Unlike many of his generation, technology has not held any fear for Keith.  Quite the opposite.  “I probably enjoy the tech thing the most,” he said. “Technology is only beginning in our industry; we are probably behind the curve. You don’t have to be a tech-head to lead other people.  Sometimes it’s better you are not.  Tech people are full of information but don’t always see the bigger picture.  That’s our job.  We need to direct the technical people to do things that benefit the business or the customers, not just develop things that are cool from a technical point of view.

“That said, you need to have the technology foundation available so you can take the opportunities when they come along.  I think a lot of companies in our industry don’t have that.”

Keith and Kendra have many interests in common including a place at Lake Tahoe and some holiday property in Thailand.  They also have their children, including their new granddaughter, and many friends in the USA so there’s plenty of vising to do.  Boredom is unlikely to be a problem.  “When I think of all the people around the world I want to keep up with, that’s half the year gone already.”

Keith has also taken an interest in finance recently, just for fun.  “Financial news and events have dominated our lives for years, so I wanted to know more about it,” he said. Of course, knowing your way around the financial markets also helps make a fixed budget spread a little further, something everyone needs to consider when saying goodbye to the monthly pay cheque.  Would he ever consider taking on a new job?  “I am not trying to find another job,” he said.  “If one came up I’d listen to anything, but it’s not my plan.”

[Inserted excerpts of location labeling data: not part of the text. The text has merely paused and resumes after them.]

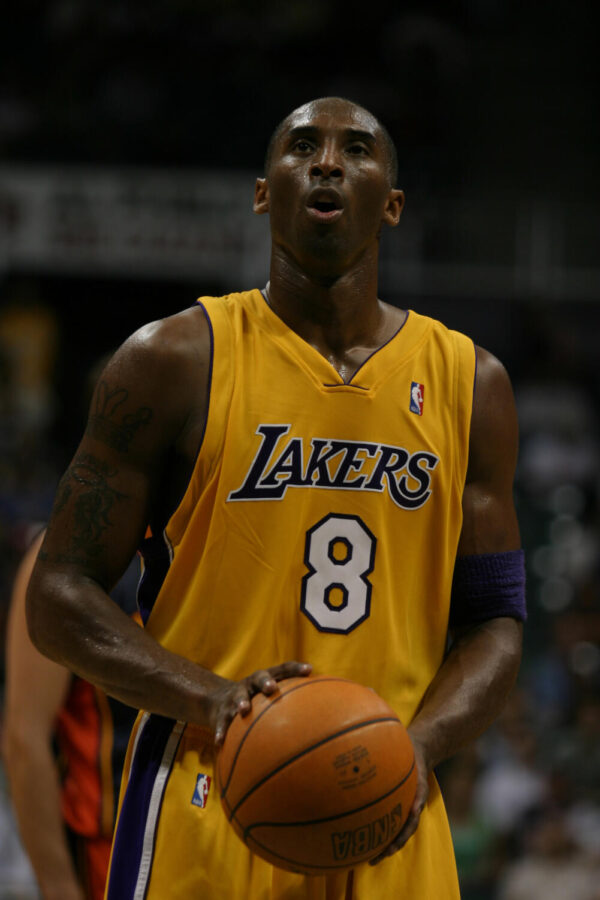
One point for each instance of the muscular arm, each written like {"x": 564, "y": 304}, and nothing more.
{"x": 146, "y": 420}
{"x": 35, "y": 691}
{"x": 478, "y": 673}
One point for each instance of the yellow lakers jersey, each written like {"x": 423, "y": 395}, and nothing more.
{"x": 321, "y": 523}
{"x": 322, "y": 518}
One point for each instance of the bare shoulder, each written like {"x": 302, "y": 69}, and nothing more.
{"x": 161, "y": 365}
{"x": 494, "y": 428}
{"x": 168, "y": 343}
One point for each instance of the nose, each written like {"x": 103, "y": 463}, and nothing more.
{"x": 327, "y": 163}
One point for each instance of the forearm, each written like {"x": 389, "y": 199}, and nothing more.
{"x": 470, "y": 689}
{"x": 76, "y": 624}
{"x": 35, "y": 795}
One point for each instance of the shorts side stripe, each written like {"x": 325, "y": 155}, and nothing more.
{"x": 154, "y": 810}
{"x": 157, "y": 740}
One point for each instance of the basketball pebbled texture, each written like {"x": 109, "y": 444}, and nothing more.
{"x": 318, "y": 777}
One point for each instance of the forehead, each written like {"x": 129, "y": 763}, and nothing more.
{"x": 332, "y": 115}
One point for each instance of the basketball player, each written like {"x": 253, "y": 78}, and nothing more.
{"x": 64, "y": 745}
{"x": 305, "y": 503}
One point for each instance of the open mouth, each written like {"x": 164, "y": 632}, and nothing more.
{"x": 325, "y": 208}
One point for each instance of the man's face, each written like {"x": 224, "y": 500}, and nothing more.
{"x": 327, "y": 190}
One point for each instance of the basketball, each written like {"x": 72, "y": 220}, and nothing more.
{"x": 317, "y": 777}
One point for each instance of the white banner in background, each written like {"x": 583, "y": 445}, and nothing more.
{"x": 132, "y": 222}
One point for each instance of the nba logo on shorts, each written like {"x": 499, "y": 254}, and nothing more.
{"x": 201, "y": 791}
{"x": 417, "y": 392}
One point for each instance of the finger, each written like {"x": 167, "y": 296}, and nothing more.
{"x": 262, "y": 682}
{"x": 290, "y": 669}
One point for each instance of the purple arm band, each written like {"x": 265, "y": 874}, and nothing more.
{"x": 487, "y": 586}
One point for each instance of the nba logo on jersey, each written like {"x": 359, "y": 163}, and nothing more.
{"x": 417, "y": 392}
{"x": 201, "y": 791}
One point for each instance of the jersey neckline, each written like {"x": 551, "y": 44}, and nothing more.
{"x": 324, "y": 372}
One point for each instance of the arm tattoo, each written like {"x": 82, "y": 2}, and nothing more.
{"x": 109, "y": 424}
{"x": 86, "y": 498}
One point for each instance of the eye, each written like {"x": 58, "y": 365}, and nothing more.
{"x": 357, "y": 150}
{"x": 303, "y": 146}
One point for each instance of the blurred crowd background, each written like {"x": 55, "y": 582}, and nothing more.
{"x": 130, "y": 137}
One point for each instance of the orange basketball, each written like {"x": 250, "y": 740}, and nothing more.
{"x": 318, "y": 777}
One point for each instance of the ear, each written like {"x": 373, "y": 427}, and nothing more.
{"x": 261, "y": 196}
{"x": 393, "y": 208}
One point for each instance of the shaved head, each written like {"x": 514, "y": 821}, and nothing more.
{"x": 343, "y": 104}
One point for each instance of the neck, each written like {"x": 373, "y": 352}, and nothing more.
{"x": 333, "y": 312}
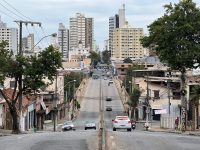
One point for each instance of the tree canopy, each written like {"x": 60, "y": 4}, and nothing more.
{"x": 95, "y": 58}
{"x": 127, "y": 60}
{"x": 175, "y": 36}
{"x": 33, "y": 72}
{"x": 106, "y": 57}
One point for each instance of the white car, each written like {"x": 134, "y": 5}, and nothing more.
{"x": 68, "y": 125}
{"x": 121, "y": 122}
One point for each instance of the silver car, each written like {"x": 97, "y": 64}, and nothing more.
{"x": 90, "y": 125}
{"x": 68, "y": 125}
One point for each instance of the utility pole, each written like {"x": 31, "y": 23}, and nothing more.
{"x": 168, "y": 87}
{"x": 147, "y": 103}
{"x": 55, "y": 104}
{"x": 68, "y": 102}
{"x": 20, "y": 52}
{"x": 62, "y": 41}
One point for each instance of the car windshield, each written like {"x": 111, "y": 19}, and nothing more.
{"x": 68, "y": 122}
{"x": 87, "y": 122}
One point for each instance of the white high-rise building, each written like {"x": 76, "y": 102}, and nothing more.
{"x": 126, "y": 43}
{"x": 63, "y": 41}
{"x": 116, "y": 21}
{"x": 81, "y": 29}
{"x": 28, "y": 43}
{"x": 122, "y": 18}
{"x": 10, "y": 35}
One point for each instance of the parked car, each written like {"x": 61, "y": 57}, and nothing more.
{"x": 90, "y": 125}
{"x": 108, "y": 99}
{"x": 110, "y": 82}
{"x": 68, "y": 125}
{"x": 108, "y": 108}
{"x": 133, "y": 124}
{"x": 121, "y": 122}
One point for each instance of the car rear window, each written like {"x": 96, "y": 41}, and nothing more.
{"x": 122, "y": 118}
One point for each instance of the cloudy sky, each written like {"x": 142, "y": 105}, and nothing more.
{"x": 139, "y": 13}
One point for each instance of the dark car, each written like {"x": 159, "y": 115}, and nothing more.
{"x": 90, "y": 125}
{"x": 68, "y": 125}
{"x": 133, "y": 124}
{"x": 108, "y": 108}
{"x": 108, "y": 99}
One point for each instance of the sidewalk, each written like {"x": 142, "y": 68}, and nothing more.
{"x": 158, "y": 129}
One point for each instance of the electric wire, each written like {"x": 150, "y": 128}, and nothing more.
{"x": 38, "y": 36}
{"x": 11, "y": 11}
{"x": 16, "y": 10}
{"x": 44, "y": 34}
{"x": 7, "y": 15}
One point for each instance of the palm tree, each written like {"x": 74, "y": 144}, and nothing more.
{"x": 194, "y": 101}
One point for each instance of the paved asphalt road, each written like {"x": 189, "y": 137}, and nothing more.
{"x": 88, "y": 139}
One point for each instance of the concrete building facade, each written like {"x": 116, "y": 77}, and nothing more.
{"x": 10, "y": 35}
{"x": 28, "y": 43}
{"x": 63, "y": 41}
{"x": 126, "y": 43}
{"x": 81, "y": 29}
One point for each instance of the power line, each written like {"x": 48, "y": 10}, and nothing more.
{"x": 16, "y": 10}
{"x": 37, "y": 35}
{"x": 10, "y": 11}
{"x": 44, "y": 34}
{"x": 7, "y": 15}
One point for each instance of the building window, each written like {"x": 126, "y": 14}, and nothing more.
{"x": 156, "y": 94}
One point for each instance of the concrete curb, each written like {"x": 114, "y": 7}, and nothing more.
{"x": 175, "y": 132}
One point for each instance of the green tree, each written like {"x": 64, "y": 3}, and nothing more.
{"x": 134, "y": 100}
{"x": 129, "y": 75}
{"x": 175, "y": 38}
{"x": 70, "y": 87}
{"x": 106, "y": 57}
{"x": 33, "y": 69}
{"x": 194, "y": 101}
{"x": 127, "y": 60}
{"x": 95, "y": 58}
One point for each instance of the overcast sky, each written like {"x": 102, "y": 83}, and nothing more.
{"x": 139, "y": 13}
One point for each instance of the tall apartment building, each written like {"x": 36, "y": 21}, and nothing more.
{"x": 126, "y": 43}
{"x": 116, "y": 21}
{"x": 28, "y": 43}
{"x": 10, "y": 35}
{"x": 63, "y": 41}
{"x": 122, "y": 18}
{"x": 81, "y": 29}
{"x": 89, "y": 34}
{"x": 113, "y": 23}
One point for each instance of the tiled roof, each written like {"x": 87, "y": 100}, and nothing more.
{"x": 8, "y": 92}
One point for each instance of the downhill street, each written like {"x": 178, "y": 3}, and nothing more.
{"x": 81, "y": 139}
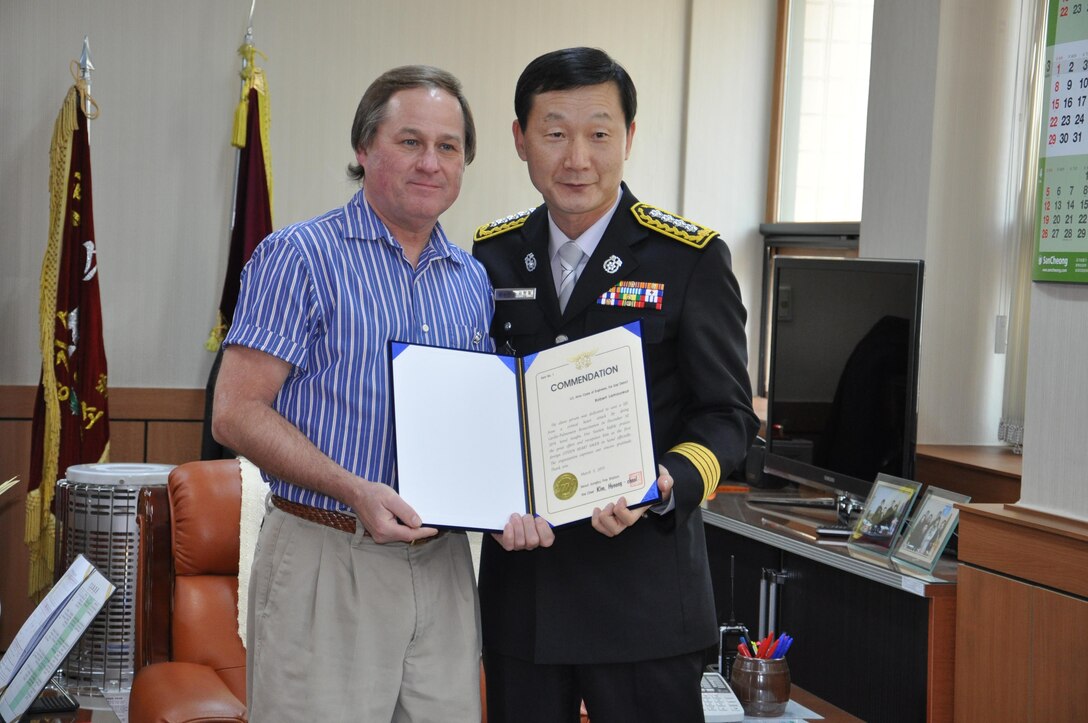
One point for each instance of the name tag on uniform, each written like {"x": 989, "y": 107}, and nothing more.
{"x": 515, "y": 295}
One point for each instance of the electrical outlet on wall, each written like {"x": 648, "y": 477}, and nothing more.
{"x": 784, "y": 303}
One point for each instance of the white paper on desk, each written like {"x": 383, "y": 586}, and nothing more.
{"x": 61, "y": 634}
{"x": 437, "y": 421}
{"x": 35, "y": 626}
{"x": 794, "y": 713}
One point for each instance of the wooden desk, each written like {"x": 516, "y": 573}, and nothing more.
{"x": 1022, "y": 644}
{"x": 872, "y": 638}
{"x": 985, "y": 473}
{"x": 830, "y": 713}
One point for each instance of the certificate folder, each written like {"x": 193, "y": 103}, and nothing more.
{"x": 557, "y": 433}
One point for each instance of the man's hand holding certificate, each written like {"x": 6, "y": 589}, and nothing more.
{"x": 557, "y": 434}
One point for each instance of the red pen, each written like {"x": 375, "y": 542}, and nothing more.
{"x": 765, "y": 644}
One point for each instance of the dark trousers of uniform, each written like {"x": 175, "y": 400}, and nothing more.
{"x": 665, "y": 690}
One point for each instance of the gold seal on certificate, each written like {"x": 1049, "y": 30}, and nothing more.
{"x": 565, "y": 486}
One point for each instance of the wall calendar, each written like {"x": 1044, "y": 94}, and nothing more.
{"x": 1061, "y": 241}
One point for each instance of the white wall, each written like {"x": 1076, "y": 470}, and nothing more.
{"x": 167, "y": 80}
{"x": 937, "y": 170}
{"x": 728, "y": 126}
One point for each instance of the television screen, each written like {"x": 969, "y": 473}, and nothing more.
{"x": 842, "y": 388}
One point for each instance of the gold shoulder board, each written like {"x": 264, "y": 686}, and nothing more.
{"x": 671, "y": 225}
{"x": 499, "y": 226}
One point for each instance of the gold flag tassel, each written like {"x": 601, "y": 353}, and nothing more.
{"x": 251, "y": 77}
{"x": 218, "y": 333}
{"x": 33, "y": 516}
{"x": 39, "y": 499}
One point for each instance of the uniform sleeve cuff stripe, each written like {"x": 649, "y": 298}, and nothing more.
{"x": 705, "y": 462}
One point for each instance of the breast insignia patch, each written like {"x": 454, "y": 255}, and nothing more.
{"x": 671, "y": 225}
{"x": 499, "y": 226}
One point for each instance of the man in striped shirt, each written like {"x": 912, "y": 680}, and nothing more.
{"x": 356, "y": 610}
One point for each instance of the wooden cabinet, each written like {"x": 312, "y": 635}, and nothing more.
{"x": 1022, "y": 616}
{"x": 870, "y": 638}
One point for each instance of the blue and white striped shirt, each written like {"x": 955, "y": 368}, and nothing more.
{"x": 326, "y": 296}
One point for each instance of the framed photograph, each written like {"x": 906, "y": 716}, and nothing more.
{"x": 884, "y": 514}
{"x": 930, "y": 530}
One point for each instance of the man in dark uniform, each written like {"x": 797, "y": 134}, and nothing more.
{"x": 619, "y": 612}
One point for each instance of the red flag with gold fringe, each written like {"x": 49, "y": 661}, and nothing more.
{"x": 71, "y": 414}
{"x": 251, "y": 220}
{"x": 252, "y": 200}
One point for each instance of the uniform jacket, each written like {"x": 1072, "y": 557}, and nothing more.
{"x": 644, "y": 594}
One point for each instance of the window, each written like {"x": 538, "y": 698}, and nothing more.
{"x": 824, "y": 103}
{"x": 817, "y": 160}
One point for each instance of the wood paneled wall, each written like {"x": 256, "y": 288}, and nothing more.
{"x": 146, "y": 425}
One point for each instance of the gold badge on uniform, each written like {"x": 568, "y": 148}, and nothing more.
{"x": 635, "y": 295}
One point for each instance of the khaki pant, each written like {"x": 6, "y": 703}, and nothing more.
{"x": 343, "y": 628}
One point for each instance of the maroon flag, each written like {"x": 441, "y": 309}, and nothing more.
{"x": 252, "y": 200}
{"x": 252, "y": 216}
{"x": 71, "y": 414}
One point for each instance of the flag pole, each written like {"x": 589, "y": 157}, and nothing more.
{"x": 247, "y": 40}
{"x": 85, "y": 70}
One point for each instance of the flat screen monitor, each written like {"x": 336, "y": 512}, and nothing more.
{"x": 842, "y": 387}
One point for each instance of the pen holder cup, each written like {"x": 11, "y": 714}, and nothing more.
{"x": 763, "y": 686}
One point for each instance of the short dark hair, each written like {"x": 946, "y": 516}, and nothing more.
{"x": 572, "y": 67}
{"x": 374, "y": 103}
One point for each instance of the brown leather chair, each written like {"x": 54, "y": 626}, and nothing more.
{"x": 189, "y": 661}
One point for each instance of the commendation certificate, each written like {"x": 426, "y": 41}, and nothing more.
{"x": 556, "y": 434}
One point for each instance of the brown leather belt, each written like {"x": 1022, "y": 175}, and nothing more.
{"x": 345, "y": 523}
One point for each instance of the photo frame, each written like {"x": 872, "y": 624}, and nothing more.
{"x": 930, "y": 528}
{"x": 884, "y": 514}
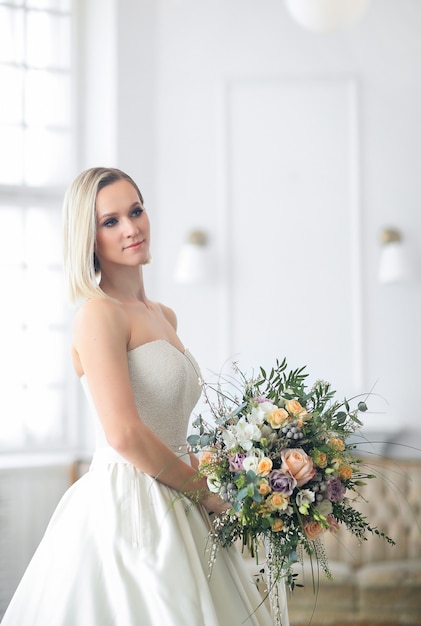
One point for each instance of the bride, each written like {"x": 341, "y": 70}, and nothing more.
{"x": 127, "y": 544}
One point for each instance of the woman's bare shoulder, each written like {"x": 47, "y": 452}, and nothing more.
{"x": 169, "y": 315}
{"x": 100, "y": 315}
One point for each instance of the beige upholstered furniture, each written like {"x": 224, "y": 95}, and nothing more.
{"x": 373, "y": 583}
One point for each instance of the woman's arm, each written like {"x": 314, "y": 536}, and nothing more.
{"x": 101, "y": 336}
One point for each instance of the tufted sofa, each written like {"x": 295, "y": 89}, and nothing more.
{"x": 373, "y": 583}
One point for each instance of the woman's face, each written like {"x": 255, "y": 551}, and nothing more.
{"x": 123, "y": 232}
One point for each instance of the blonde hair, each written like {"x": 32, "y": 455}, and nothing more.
{"x": 81, "y": 268}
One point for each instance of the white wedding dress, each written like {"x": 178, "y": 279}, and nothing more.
{"x": 122, "y": 549}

Keith MeaderWhen good people retire, the industry is left a little impoverished.  The wisdom that has built over 42 years can never be replaced. So I asked Keith about his thoughts on the industry. “I would say that the industry has people in it that are a lot smarter than a lot of big companies,” he said. “Big companies are too bureaucratic and are often driven by highly egotistical people.  Quarterly reporting is mostly a waste of time, a straight-jacket and mostly absurd.  Big companies spend too much time reporting and not enough with customers. I think our industry is very smart that way. Even a big company in our industry is a small company in any other, so we can be fast on our feet.  We have a lot of challenges but that’s what makes it exciting.”

“Bureaucracy kills initiative.  Wherever we see too many layers of reporting it just doesn’t work.  Generally, we are pretty clever that way.  Asian Tigers maintained that strategy all along. It didn’t load up with big corporate overheads. The leadership has been the same for many years.  Some would say that’s bad, but I think it’s a good thing. Others around us are beginning to struggle.”

Finally, Keith returned to the subject of people.  “It’s a business built on relationships,” he said.  “It’s the relationships that drive it.  Some think that’s a waste of time.  They are wrong.  It’s customer service that drives the business and that’s all about relationships. How you do something is just as important as what you do. We live in a very different universe from other service providers. Forget that at your peril.”

After my interview with Keith ended, I reflected on what he’d said. We had talked at a small table in a hotel corridor.  We had been constantly interrupted by friends passing by who couldn’t resist the opportunity to pass a moment together.  Why are relationships so important?  It’s simple if you think about it.  You have the closest relationships with people you like. If you have a choice you would always choose to work with someone whose company you enjoy, someone you trust, someone that you think your customers will like too?  Of course you would.  The people who do best in this industry are those who make friends easily, who care about others, who understand people and are utterly trustworthy.  Is it any wonder people tend to stay?

I have known Keith for a while and I cannot recall a time, no matter how dark the outlook, when his beaming smile didn’t brighten the room and his infectious laugh carry joy on the air. He was made for this business. 

Good luck Keith and Kendra.  Don’t be strangers.